Skeptophilia (skep-to-fil-i-a) (n.) - the love of logical thought, skepticism, and thinking critically. Being an exploration of the applications of skeptical thinking to the world at large, with periodic excursions into linguistics, music, politics, cryptozoology, and why people keep seeing the face of Jesus on grilled cheese sandwiches.

Wednesday, October 5, 2022

A singular scientist

Science has become the realm of specialists, and I am by nature a thoroughgoing generalist.  (Less kind words like "dilettante" and "dabbler" have also been applied to me.)  The result is that although I have a decent background in a good many areas of science, my knowledge of most of them is shallow at best by today's standards.  Even though I taught biology for over three decades, papers in peer-reviewed journals in most realms of biological science -- immunology and biochemistry come to mind -- lose me after the first couple of sentences.

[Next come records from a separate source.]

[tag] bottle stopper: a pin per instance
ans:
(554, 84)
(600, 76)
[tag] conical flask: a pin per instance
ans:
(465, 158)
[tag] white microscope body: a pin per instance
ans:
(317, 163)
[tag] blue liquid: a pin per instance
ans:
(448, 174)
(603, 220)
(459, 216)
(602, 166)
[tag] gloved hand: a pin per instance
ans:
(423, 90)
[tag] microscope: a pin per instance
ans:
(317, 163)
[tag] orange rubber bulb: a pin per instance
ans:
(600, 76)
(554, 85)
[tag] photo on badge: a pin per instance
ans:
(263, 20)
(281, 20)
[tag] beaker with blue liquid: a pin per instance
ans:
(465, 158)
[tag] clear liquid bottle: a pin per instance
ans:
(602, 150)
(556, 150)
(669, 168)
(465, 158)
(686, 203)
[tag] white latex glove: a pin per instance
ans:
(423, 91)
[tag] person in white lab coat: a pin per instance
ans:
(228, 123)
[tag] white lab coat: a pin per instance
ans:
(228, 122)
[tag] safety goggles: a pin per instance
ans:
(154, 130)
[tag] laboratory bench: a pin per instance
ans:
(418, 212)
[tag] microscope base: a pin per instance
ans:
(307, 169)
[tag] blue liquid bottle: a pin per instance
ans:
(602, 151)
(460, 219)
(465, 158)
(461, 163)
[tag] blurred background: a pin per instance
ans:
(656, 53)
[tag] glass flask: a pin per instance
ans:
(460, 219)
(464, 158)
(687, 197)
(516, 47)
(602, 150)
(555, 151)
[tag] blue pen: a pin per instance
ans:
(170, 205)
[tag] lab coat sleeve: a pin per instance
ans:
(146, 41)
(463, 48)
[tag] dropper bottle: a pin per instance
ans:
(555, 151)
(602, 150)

One exception is the field of evolutionary biology and its sibling, evolutionary genetics.  These subjects have been something of a fascination of mine since I was in college, and looking back, I rather wish I had pursued them as a career.  My AP Biology students always reacted with tolerant amusement at my obvious excitement once we got to those topics, so at least my background was put to some good use.

This love for evolution and genetics is why I was absolutely thrilled when I heard that the winner of this year's Nobel Prize in Medicine and Physiology was the eminent Swedish researcher Svante Pääbo.  Pääbo is the founder of the field of paleogenetics -- the use of DNA from fossils to reconstruct the evolutionary history of a species.

[Image licensed under the Creative Commons The Royal Society, Professor Svante Paabo ForMemRS, CC BY-SA 4.0]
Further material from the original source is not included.